Loss function for ordinal target on SoftMax over Logistic Regression

I am using Pylearn2 OR Caffe to build a deep network. My target is ordered nominal. I am trying to find a proper loss function but cannot find any in Pylearn2 or Caffe.
I read a paper "Loss Functions for Preference Levels: Regression with Discrete Ordered Labels" . I get the general idea - but I am not sure I understand what will the thresholds be, if my final layer is a SoftMax over Logistic Regression (outputting probabilities).

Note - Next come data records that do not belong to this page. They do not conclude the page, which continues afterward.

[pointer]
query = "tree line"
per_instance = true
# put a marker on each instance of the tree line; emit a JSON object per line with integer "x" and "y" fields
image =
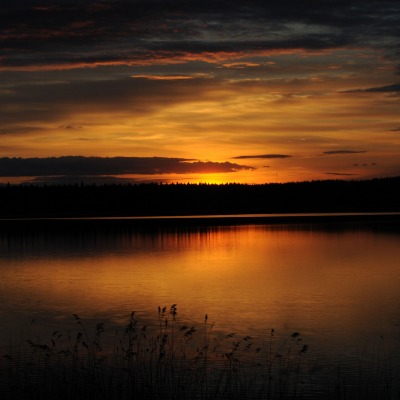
{"x": 83, "y": 200}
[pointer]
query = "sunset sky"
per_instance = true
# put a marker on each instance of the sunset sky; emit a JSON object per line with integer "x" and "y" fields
{"x": 199, "y": 91}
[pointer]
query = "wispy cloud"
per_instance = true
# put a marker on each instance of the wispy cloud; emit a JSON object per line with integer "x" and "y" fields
{"x": 76, "y": 165}
{"x": 131, "y": 32}
{"x": 384, "y": 89}
{"x": 345, "y": 152}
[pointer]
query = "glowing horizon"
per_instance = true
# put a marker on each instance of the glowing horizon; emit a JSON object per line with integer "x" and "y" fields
{"x": 206, "y": 83}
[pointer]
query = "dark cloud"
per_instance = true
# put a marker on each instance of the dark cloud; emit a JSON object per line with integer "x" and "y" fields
{"x": 50, "y": 33}
{"x": 345, "y": 152}
{"x": 61, "y": 99}
{"x": 262, "y": 156}
{"x": 76, "y": 165}
{"x": 388, "y": 88}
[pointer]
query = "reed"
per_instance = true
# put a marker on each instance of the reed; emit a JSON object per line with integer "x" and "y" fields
{"x": 172, "y": 360}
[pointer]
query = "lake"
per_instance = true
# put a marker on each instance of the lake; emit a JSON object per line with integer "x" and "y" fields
{"x": 335, "y": 283}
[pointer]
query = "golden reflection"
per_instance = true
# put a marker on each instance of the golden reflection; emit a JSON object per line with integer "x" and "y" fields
{"x": 248, "y": 279}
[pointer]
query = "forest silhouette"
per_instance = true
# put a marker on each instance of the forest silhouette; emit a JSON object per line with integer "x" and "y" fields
{"x": 155, "y": 199}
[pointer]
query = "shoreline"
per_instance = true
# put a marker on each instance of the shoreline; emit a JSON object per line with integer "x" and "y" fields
{"x": 198, "y": 220}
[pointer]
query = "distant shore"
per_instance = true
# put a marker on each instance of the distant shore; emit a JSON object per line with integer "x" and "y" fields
{"x": 289, "y": 202}
{"x": 387, "y": 219}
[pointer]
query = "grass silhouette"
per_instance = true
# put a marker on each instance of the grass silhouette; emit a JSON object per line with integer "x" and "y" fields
{"x": 170, "y": 360}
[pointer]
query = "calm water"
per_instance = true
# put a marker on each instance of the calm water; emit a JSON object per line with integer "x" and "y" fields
{"x": 338, "y": 285}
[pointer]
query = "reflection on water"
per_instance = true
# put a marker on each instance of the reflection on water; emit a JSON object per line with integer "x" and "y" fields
{"x": 337, "y": 286}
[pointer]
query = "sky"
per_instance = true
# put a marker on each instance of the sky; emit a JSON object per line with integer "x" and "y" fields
{"x": 209, "y": 91}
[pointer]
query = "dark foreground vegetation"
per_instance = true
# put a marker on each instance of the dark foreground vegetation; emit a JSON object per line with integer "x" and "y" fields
{"x": 374, "y": 195}
{"x": 171, "y": 360}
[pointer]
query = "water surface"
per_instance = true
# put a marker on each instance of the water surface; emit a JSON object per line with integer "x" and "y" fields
{"x": 336, "y": 284}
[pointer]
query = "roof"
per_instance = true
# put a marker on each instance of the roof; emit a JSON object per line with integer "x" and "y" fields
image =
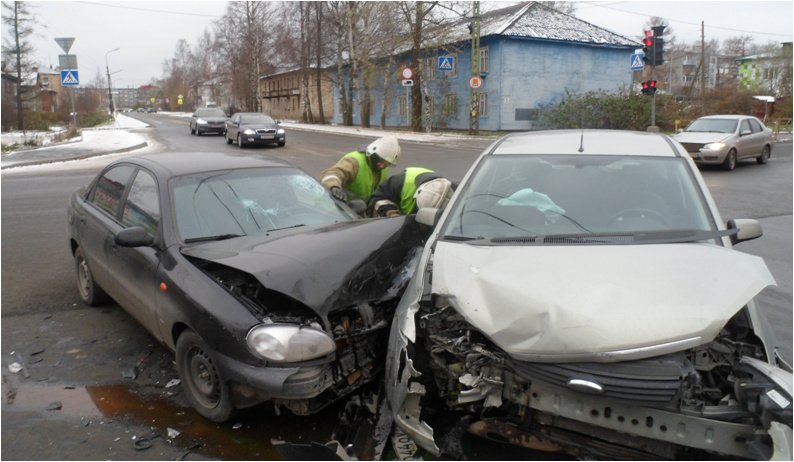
{"x": 533, "y": 20}
{"x": 169, "y": 164}
{"x": 593, "y": 142}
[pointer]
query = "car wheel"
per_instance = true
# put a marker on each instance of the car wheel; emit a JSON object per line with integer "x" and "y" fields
{"x": 90, "y": 292}
{"x": 730, "y": 161}
{"x": 765, "y": 155}
{"x": 206, "y": 389}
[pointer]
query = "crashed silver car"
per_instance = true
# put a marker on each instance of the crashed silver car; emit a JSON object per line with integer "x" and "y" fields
{"x": 580, "y": 295}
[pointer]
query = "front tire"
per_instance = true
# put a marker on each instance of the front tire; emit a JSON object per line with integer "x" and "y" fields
{"x": 207, "y": 391}
{"x": 765, "y": 155}
{"x": 730, "y": 161}
{"x": 90, "y": 292}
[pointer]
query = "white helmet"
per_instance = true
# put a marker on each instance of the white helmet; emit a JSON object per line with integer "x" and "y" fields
{"x": 386, "y": 148}
{"x": 433, "y": 194}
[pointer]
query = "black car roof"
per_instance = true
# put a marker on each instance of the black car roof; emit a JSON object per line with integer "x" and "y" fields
{"x": 185, "y": 163}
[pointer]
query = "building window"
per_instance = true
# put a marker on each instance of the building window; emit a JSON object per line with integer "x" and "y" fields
{"x": 483, "y": 106}
{"x": 450, "y": 107}
{"x": 484, "y": 60}
{"x": 402, "y": 105}
{"x": 430, "y": 68}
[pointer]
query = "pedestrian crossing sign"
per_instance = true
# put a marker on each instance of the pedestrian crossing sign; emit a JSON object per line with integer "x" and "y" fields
{"x": 70, "y": 78}
{"x": 446, "y": 63}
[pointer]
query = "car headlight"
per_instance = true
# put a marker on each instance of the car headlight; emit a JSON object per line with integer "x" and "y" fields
{"x": 289, "y": 342}
{"x": 715, "y": 146}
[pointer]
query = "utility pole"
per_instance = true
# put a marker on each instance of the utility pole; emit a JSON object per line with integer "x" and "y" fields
{"x": 474, "y": 98}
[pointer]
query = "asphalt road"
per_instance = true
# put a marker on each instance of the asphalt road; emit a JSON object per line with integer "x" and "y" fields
{"x": 84, "y": 358}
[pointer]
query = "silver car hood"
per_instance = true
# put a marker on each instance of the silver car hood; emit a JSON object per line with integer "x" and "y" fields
{"x": 701, "y": 137}
{"x": 598, "y": 303}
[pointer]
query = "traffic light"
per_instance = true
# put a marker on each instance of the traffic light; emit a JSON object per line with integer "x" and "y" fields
{"x": 647, "y": 47}
{"x": 658, "y": 51}
{"x": 649, "y": 87}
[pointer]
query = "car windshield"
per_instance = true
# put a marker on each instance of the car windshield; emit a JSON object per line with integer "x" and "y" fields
{"x": 210, "y": 113}
{"x": 214, "y": 205}
{"x": 713, "y": 125}
{"x": 256, "y": 119}
{"x": 535, "y": 195}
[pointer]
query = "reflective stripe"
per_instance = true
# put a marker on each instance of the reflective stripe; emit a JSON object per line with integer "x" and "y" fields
{"x": 407, "y": 200}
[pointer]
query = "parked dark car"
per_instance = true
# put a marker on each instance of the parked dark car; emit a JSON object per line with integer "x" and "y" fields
{"x": 727, "y": 139}
{"x": 581, "y": 294}
{"x": 208, "y": 120}
{"x": 251, "y": 128}
{"x": 263, "y": 285}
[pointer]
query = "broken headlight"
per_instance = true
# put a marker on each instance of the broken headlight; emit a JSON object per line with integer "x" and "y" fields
{"x": 289, "y": 342}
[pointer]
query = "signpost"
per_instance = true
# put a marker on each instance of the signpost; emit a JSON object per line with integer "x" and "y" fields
{"x": 407, "y": 74}
{"x": 69, "y": 75}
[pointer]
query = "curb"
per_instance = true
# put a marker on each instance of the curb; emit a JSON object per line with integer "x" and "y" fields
{"x": 80, "y": 157}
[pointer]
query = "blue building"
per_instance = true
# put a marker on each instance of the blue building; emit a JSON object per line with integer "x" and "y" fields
{"x": 530, "y": 56}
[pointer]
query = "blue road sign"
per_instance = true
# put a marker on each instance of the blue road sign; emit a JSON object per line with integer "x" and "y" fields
{"x": 637, "y": 64}
{"x": 446, "y": 63}
{"x": 70, "y": 78}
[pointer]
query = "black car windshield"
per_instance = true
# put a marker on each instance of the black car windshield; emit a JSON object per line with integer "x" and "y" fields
{"x": 526, "y": 196}
{"x": 256, "y": 120}
{"x": 713, "y": 125}
{"x": 249, "y": 201}
{"x": 210, "y": 112}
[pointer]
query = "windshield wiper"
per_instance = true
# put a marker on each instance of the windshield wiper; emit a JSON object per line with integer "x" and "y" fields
{"x": 286, "y": 227}
{"x": 219, "y": 237}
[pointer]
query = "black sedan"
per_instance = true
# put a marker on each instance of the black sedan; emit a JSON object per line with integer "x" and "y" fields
{"x": 208, "y": 120}
{"x": 263, "y": 285}
{"x": 252, "y": 128}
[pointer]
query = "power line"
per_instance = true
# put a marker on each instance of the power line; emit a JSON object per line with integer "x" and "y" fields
{"x": 150, "y": 10}
{"x": 605, "y": 5}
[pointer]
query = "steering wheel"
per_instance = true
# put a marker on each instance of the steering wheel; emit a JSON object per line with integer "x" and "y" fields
{"x": 639, "y": 212}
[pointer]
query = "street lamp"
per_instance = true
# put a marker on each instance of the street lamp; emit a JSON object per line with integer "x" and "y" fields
{"x": 110, "y": 93}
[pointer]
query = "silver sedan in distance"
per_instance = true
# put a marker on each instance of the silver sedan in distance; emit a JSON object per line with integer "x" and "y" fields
{"x": 726, "y": 139}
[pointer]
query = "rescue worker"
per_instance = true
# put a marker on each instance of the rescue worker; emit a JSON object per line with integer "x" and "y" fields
{"x": 358, "y": 173}
{"x": 409, "y": 191}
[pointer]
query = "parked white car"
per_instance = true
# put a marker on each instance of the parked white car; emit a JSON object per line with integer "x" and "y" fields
{"x": 726, "y": 139}
{"x": 580, "y": 294}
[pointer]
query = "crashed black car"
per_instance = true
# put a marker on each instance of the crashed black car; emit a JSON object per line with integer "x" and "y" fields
{"x": 263, "y": 285}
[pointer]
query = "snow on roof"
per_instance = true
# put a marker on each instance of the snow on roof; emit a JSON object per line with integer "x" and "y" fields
{"x": 537, "y": 21}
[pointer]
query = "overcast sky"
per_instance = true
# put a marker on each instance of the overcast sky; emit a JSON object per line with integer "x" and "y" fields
{"x": 146, "y": 32}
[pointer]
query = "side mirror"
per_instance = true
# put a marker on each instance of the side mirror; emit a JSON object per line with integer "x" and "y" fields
{"x": 428, "y": 216}
{"x": 749, "y": 229}
{"x": 133, "y": 237}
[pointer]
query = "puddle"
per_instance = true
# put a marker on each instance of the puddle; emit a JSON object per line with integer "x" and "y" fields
{"x": 250, "y": 440}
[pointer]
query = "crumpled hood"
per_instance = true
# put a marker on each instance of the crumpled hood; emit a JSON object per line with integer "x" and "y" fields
{"x": 326, "y": 267}
{"x": 701, "y": 137}
{"x": 539, "y": 303}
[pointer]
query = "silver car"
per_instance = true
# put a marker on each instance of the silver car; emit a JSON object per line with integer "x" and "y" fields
{"x": 208, "y": 120}
{"x": 580, "y": 294}
{"x": 726, "y": 139}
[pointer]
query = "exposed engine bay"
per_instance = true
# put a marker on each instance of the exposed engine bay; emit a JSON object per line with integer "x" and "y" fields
{"x": 707, "y": 402}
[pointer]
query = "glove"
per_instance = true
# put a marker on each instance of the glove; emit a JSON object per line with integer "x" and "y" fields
{"x": 339, "y": 193}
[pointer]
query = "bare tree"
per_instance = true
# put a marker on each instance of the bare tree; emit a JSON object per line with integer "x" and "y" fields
{"x": 18, "y": 50}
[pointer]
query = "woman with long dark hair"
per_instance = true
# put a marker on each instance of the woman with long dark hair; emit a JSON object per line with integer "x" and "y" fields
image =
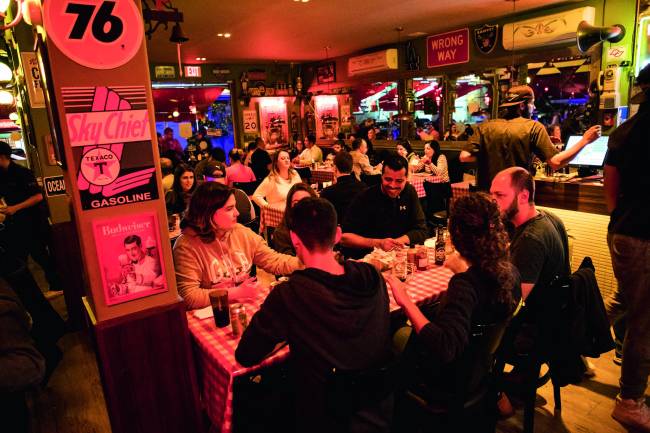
{"x": 177, "y": 199}
{"x": 274, "y": 188}
{"x": 281, "y": 239}
{"x": 214, "y": 251}
{"x": 433, "y": 161}
{"x": 484, "y": 290}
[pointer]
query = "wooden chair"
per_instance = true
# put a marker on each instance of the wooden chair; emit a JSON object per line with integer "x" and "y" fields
{"x": 472, "y": 399}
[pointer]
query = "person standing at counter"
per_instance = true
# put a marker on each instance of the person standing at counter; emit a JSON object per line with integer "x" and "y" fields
{"x": 274, "y": 188}
{"x": 311, "y": 154}
{"x": 627, "y": 182}
{"x": 513, "y": 139}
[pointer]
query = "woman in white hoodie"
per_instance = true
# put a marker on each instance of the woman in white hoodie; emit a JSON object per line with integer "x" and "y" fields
{"x": 214, "y": 251}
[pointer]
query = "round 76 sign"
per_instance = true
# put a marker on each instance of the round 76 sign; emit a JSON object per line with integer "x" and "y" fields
{"x": 98, "y": 34}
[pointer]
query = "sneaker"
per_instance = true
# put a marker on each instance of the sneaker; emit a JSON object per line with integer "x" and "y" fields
{"x": 632, "y": 413}
{"x": 618, "y": 358}
{"x": 504, "y": 406}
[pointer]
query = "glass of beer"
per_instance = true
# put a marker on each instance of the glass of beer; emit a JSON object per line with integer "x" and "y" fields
{"x": 220, "y": 308}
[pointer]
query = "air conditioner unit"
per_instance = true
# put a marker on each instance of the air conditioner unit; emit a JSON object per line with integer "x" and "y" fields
{"x": 374, "y": 62}
{"x": 546, "y": 30}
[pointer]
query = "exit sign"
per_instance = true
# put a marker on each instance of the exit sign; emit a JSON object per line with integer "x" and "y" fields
{"x": 193, "y": 71}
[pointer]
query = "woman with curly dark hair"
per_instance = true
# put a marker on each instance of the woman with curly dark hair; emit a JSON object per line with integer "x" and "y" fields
{"x": 484, "y": 290}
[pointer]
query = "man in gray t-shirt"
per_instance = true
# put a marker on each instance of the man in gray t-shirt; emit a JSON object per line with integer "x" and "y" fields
{"x": 539, "y": 245}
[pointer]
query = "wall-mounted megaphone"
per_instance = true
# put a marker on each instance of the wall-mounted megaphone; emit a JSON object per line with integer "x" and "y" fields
{"x": 588, "y": 35}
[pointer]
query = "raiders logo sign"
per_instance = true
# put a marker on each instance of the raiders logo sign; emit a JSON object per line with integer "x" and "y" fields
{"x": 485, "y": 38}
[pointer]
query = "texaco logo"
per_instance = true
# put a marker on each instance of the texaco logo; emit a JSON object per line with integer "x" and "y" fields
{"x": 100, "y": 166}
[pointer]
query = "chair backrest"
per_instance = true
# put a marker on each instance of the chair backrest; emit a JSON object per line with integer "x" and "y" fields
{"x": 248, "y": 187}
{"x": 371, "y": 179}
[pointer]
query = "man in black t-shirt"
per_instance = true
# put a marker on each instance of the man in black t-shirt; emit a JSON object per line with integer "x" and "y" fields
{"x": 539, "y": 244}
{"x": 514, "y": 139}
{"x": 260, "y": 160}
{"x": 25, "y": 224}
{"x": 627, "y": 189}
{"x": 386, "y": 216}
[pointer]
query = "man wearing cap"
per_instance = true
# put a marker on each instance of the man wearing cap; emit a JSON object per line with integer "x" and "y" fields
{"x": 627, "y": 182}
{"x": 514, "y": 138}
{"x": 23, "y": 219}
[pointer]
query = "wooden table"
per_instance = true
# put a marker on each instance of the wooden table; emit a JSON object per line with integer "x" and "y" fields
{"x": 216, "y": 346}
{"x": 418, "y": 179}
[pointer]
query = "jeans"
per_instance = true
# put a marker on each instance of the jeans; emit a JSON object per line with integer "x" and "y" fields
{"x": 631, "y": 263}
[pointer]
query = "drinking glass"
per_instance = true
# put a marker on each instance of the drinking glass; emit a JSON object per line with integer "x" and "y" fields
{"x": 220, "y": 308}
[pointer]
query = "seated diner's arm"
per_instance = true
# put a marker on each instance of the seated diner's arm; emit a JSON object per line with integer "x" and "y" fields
{"x": 447, "y": 334}
{"x": 266, "y": 331}
{"x": 465, "y": 156}
{"x": 353, "y": 240}
{"x": 612, "y": 187}
{"x": 188, "y": 276}
{"x": 270, "y": 260}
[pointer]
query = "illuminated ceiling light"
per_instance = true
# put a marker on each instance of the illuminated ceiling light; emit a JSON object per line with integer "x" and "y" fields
{"x": 6, "y": 74}
{"x": 6, "y": 98}
{"x": 4, "y": 5}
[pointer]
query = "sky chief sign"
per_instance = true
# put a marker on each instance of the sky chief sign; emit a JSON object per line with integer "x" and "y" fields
{"x": 449, "y": 48}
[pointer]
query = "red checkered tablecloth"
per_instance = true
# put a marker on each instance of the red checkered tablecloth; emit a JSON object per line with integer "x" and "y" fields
{"x": 270, "y": 216}
{"x": 321, "y": 175}
{"x": 460, "y": 189}
{"x": 417, "y": 180}
{"x": 216, "y": 347}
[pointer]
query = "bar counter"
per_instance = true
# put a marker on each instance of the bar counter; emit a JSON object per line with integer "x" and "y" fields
{"x": 581, "y": 196}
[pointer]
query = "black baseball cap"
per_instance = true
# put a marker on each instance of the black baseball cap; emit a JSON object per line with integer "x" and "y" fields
{"x": 517, "y": 95}
{"x": 5, "y": 149}
{"x": 642, "y": 80}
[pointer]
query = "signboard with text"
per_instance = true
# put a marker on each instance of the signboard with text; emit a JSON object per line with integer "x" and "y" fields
{"x": 449, "y": 48}
{"x": 33, "y": 79}
{"x": 249, "y": 118}
{"x": 109, "y": 132}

Can some help me by pointing to any implementation of such a loss function ?
Thanks
Regards
For both pylearn2 and caffe, your labels will need to be 0-4 instead of 1-5...it's just the way they work. The output layer will be 5 units, each is a essentially a logistic unit...and the softmax can be thought of as an adaptor that normalizes the final outputs. But "softmax" is commonly used as an output type. When training, the value of any individual unit is rarely ever exactly 0.0 or 1.0...it's always a distribution across your units - which log-loss can be calculated on. This loss is used to compare against the "perfect" case and the error is back-propped to update your network weights. Note that a raw output from PL2 or Caffe is not a specific digit 0,1,2,3, or 5...it's 5 number, each associated to the likelihood of each of the 5 classes. When classifying, one just takes the class with the highest value as the 'winner'.
I'll try to give an example...
say I have a 3 class problem, I train a network with a 3 unit softmax.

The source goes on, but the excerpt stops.